Я нарочно высказывала свои гиперболические обещания, зная, что это может отвлечь Федора Михайловича от угнетавшей его в ту минуту мысли, и мне удалось этого добиться. Федор Михайлович улыбнулся и сказал:

— Хорошо, хорошо, постараюсь пожить дольше!

Op. Ф. Миллер сказал что-то о моей богатой фантазии, и разговор перешел на другое.

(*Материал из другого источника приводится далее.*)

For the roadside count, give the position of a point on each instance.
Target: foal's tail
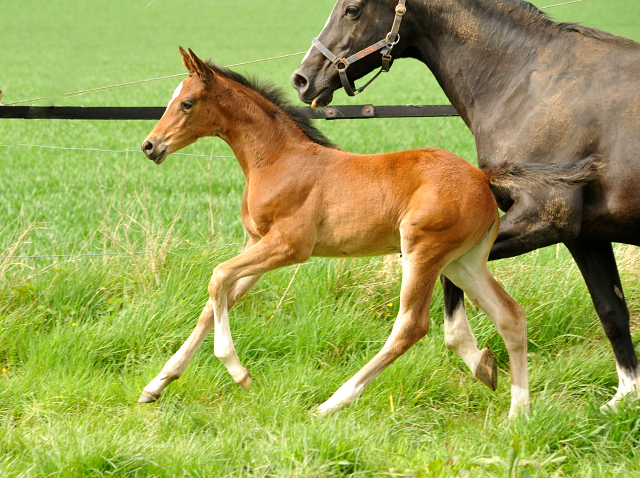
(545, 175)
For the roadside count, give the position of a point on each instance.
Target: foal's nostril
(298, 81)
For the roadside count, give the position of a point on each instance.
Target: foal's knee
(514, 323)
(217, 284)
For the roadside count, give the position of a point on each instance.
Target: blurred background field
(81, 336)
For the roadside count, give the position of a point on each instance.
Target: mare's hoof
(147, 397)
(487, 371)
(246, 381)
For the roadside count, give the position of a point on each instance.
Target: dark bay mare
(531, 91)
(304, 197)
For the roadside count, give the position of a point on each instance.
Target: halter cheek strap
(384, 46)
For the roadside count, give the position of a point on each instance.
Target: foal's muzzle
(154, 150)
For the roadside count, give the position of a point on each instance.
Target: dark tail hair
(545, 175)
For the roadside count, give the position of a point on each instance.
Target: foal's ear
(196, 66)
(186, 59)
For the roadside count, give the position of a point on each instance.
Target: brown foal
(305, 198)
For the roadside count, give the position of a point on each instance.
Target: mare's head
(191, 113)
(352, 26)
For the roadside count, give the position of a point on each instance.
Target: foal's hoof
(245, 382)
(147, 397)
(487, 371)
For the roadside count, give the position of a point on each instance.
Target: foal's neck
(257, 130)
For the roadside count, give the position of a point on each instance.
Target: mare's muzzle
(155, 150)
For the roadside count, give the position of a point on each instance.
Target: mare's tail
(545, 175)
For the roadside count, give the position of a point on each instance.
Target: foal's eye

На могиле Некрасова окружавшая ее толпа молодежи, после нескольких речей сотрудников «Отечественных записок», потребовала, чтобы Достоевский сказал свое слово. Федор Михайлович, глубоко взволнованный, прерывающимся голосом произнес небольшую речь, в которой высоко поставил талант почившего поэта и выяснил ту большую потерю, которую с его кончиною понесла русская литература. Это было, по мнению многих, самое задушевное слово, сказанное над раскрытой могилой Некрасова. Эта речь, значительно распространенная, была напечатана в декабрьском номере «Дневника писателя» за 1877 год. Она содержала в себе следующие главы: I. Смерть Некрасова. — О том, что сказано было на его могиле. II. Пушкин, Лермонтов и Некрасов. III. Поэт и гражданин. — Общие толки о Некрасове как о человеке. IV. Свидетель в пользу Некрасова. По мнению многих литераторов, статья эта представляла лучшую защитительную речь Некрасова как человека, кем-либо написанную из тогдашних критиков.